Like, as The Huffington Post reports, sexting.
Listen, if sexting wasn’t meant to be a genuine word, why would the universe have made sex and texting so easily and obviously combined, both in life and on paper? And what has Tiger Woods been doing all this time, anyway? I’m glad to see this valid hobby finally getting some institutional support. There were about to be some very confused and disappointed people out there.
More From Nina: Sexting Will Get You Nowhere
Also, the F-bomb. This is one of my personal favorites. It’s so evocative, so raw and good-natured. To accuse someone of cursing or swearing sounds judgmental. To euphemize the word into “fudge” or “funk” or “eff” is insufficiently powerful. To drop an F-bomb is to acknowledge that you are attempting to clear the room, in a manner of speaking, with your profanity. It puts the fun back in Fu . . . n! (This is not to be confused with the H-bomb, which is the phrase people from Harvard use to refer to that conversation-killing moment when they inevitably manage to slip in the name of their alma mater. You know, like within the first thirty seconds. This is also a real thing, though has no place in any dictionary of record. Sorry for the outing, Harvard friends, but I simply cannot get over this one.)

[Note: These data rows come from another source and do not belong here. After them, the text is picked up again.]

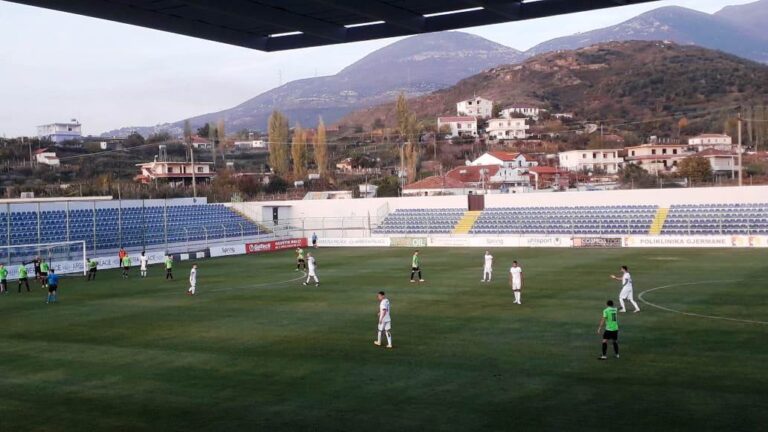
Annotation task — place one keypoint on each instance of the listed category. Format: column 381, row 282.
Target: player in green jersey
column 23, row 274
column 610, row 322
column 416, row 266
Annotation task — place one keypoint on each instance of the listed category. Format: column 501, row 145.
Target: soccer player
column 23, row 277
column 312, row 270
column 168, row 267
column 516, row 281
column 416, row 266
column 300, row 262
column 192, row 280
column 44, row 267
column 143, row 261
column 126, row 266
column 626, row 289
column 3, row 279
column 53, row 286
column 611, row 323
column 385, row 321
column 92, row 268
column 488, row 268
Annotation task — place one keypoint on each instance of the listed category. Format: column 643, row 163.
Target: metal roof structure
column 275, row 25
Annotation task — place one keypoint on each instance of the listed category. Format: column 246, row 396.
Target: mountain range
column 422, row 64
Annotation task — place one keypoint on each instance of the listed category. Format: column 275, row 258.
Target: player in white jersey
column 488, row 267
column 385, row 321
column 516, row 280
column 312, row 270
column 192, row 280
column 143, row 260
column 626, row 289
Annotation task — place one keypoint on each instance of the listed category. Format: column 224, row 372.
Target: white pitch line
column 664, row 308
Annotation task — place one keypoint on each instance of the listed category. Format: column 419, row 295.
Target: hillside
column 416, row 65
column 680, row 25
column 626, row 81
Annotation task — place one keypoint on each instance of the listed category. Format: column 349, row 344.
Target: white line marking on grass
column 714, row 317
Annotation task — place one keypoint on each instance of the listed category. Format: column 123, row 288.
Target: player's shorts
column 625, row 293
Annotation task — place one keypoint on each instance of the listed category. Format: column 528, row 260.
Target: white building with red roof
column 459, row 125
column 711, row 141
column 506, row 159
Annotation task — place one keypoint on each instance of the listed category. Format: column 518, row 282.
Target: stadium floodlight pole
column 740, row 150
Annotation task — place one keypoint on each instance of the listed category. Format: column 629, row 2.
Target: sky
column 56, row 66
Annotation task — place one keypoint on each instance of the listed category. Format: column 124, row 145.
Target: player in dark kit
column 609, row 320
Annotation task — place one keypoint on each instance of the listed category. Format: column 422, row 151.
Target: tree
column 299, row 152
column 321, row 149
column 696, row 168
column 277, row 128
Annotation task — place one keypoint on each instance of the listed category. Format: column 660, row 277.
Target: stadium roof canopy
column 274, row 25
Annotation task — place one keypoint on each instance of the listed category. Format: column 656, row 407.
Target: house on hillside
column 506, row 159
column 657, row 158
column 703, row 142
column 507, row 128
column 722, row 162
column 458, row 126
column 46, row 157
column 526, row 110
column 175, row 173
column 608, row 161
column 475, row 107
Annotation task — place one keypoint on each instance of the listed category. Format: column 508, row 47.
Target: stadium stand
column 127, row 227
column 714, row 219
column 420, row 221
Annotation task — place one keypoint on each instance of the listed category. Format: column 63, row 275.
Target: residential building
column 594, row 160
column 657, row 158
column 60, row 132
column 529, row 111
column 711, row 141
column 507, row 128
column 506, row 159
column 458, row 125
column 174, row 172
column 252, row 144
column 475, row 107
column 721, row 162
column 46, row 157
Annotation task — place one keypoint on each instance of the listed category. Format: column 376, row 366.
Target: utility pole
column 740, row 161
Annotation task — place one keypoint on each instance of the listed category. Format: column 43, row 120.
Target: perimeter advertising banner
column 275, row 245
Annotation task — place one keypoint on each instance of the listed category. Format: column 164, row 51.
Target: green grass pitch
column 256, row 350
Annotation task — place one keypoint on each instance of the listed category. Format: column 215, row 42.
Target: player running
column 92, row 268
column 53, row 286
column 488, row 267
column 143, row 260
column 168, row 267
column 516, row 281
column 192, row 280
column 23, row 275
column 3, row 279
column 611, row 323
column 626, row 289
column 126, row 266
column 312, row 270
column 300, row 262
column 416, row 266
column 385, row 321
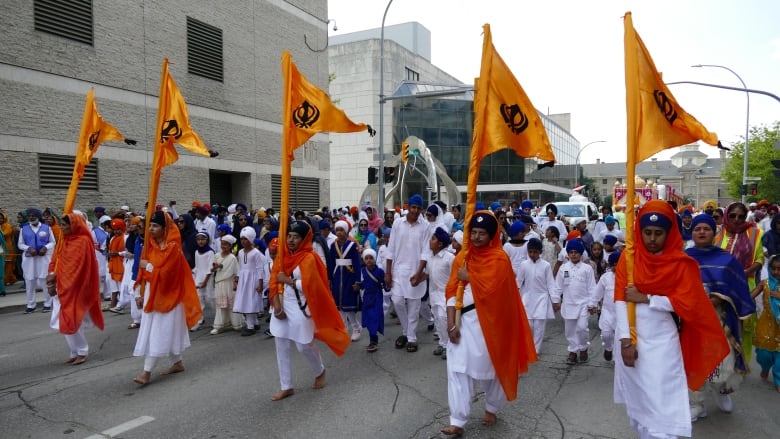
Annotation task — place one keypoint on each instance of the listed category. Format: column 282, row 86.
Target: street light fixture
column 382, row 100
column 743, row 189
column 577, row 166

Then there’s flexitarian, which is used to describe a person who is basically a fake vegetarian. We all know these people. They like to talk about how they don’t eat meat for a variety of reasons—the ethics of modern-day farming, cruelty to animals, sustainability, health concerns, carbon footprints, hormones and additives—but are generally willing to bend on all of these very important principles if the right burger comes along.
Also in the consumables category: craft beer, gastropub and energy drink, to further solidify our culture’s descent into perma-pretension.
More: NYC’s 10 Best Gastropubs
Then there is a smattering of some of the more ubiquitous phrases which generally cause me inexplicable levels of irritation: man cave, bucket list, life coach. I suppose they’re here to stay.
Finally, here’s one I’ve never heard before: obesogenic, which describes something (environment, trend) which promotes weight gain and obesity. Eg. I know I need to lose weight, but my obesogenic brain demands pizza all the time, and if I don’t comply it will shut down my cerebral cortex. Seriously. Don’t mess with that thing. I don’t want to drop an F-bomb here, but it doesn’t mess around. Good thing my flexitarianism allows me to eat what I want when I feel like it while convincing myself I’m maintaining a standard of health.